We have operationalized our infrastructure to guide data analytics and software development best practices through all steps of the analytical workflow (data preparation through report delivery). This includes an integrated environment for data acquisition, storage, and compute with common data standards and scalable compute that data-driven applications and analytic tools can deployed on.
To guarantee high-quality data, we have developed a team of experienced clinical informaticists, data science engineers, analysts, data architects, and software developers that span our academic healthcare center, including the school of medicine and health system. This combination of team and technology allowed us to quickly deploy data-driven tools to guide our organizational response to COVID-19 and develop the data assets that will be needed to drive discovery.
We use a diverse set of data sources and tools to support these complex workflows and the needs of stakeholders throughout the organization. Gold-standard data are acquired from our clinical data warehouse, which is updated nightly from our EHR. Additional data are obtained in more frequent batches (eg, every 15 minutes, every hour) from data extracts from the clinical database. Real-time data are also acquired from various healthcare IT systems, including select EHR data elements, through our data integration engine. Other real-time data sources include our physiologic monitors and ventilators, which are streamed directly from vendor middleware or integration services. These data are ingested with various tools depending on the source. The high-volume physiologic monitors are transformed using Storm, intermediate-volume real-time data with NiFi, and batch/data warehouse data with sqoop. These data are transformed into various standards within HDFS (primarily a JSON adapted version of HL7 for raw data and OMOP with some extensions to support real-time and clinical/operational use).

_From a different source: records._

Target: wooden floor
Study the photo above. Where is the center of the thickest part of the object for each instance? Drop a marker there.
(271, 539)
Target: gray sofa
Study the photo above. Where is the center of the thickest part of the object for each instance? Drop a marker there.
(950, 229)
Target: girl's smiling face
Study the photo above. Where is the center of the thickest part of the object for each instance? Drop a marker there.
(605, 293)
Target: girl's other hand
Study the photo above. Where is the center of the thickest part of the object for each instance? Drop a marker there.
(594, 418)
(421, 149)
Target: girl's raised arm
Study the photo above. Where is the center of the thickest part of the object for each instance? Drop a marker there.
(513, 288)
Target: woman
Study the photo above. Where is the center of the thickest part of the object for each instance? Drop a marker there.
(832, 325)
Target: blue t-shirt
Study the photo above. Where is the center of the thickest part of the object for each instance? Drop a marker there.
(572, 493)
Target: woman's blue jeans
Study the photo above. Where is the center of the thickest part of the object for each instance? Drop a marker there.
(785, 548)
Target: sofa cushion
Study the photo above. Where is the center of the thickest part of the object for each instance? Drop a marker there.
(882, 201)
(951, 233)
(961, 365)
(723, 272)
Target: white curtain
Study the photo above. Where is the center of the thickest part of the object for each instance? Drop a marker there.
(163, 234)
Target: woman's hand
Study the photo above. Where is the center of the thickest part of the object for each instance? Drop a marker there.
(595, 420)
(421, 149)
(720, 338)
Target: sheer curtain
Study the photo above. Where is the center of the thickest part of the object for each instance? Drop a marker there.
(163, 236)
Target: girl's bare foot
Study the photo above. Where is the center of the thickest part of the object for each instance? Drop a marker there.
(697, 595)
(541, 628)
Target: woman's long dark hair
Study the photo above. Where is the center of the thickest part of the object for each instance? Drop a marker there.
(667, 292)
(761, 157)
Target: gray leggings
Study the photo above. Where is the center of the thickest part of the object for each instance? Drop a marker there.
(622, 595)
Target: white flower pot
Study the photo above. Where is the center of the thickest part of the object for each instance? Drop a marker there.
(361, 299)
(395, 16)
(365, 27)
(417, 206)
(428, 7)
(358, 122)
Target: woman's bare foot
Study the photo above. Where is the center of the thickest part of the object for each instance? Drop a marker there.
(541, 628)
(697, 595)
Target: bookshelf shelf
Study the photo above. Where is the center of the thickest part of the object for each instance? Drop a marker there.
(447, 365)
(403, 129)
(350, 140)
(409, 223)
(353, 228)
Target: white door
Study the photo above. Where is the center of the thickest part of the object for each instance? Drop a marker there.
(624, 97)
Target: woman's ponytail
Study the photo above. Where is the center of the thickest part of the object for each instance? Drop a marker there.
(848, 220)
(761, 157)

Because of the data volume and needs for integration, preprocessing is done at scale in mini-batches with Spark, with most jobs now executed via Cloudera Data Science Workbench (CDSW). This allows us to version control and follow standard development best practices for our preprocessing and analytic pipelines (code branching, unit testing, and merge requests), as well as the ability to use local integrated development environments (IDEs), primarily VSCode. Post-processing and post-analysis, data are transferred back to HDFS for storage and then loaded into downstream data management tools (SQL Server and elasticsearch) to support real-time visualization and reporting (with Tableau and Kibana).
While these complex data sets require several tools to create actionable insights, we tend to use repeatable architectures for each of our pipelines, and the tools are a small subset of the broad big data & AI landscape. Since we have developed out the organizational architecture to support a variety of downstream analytics, we are able to rapidly iterate and deliver the data necessary to support operational intelligence, clinical care delivery, and advance discovery in a rapidly evolving environment.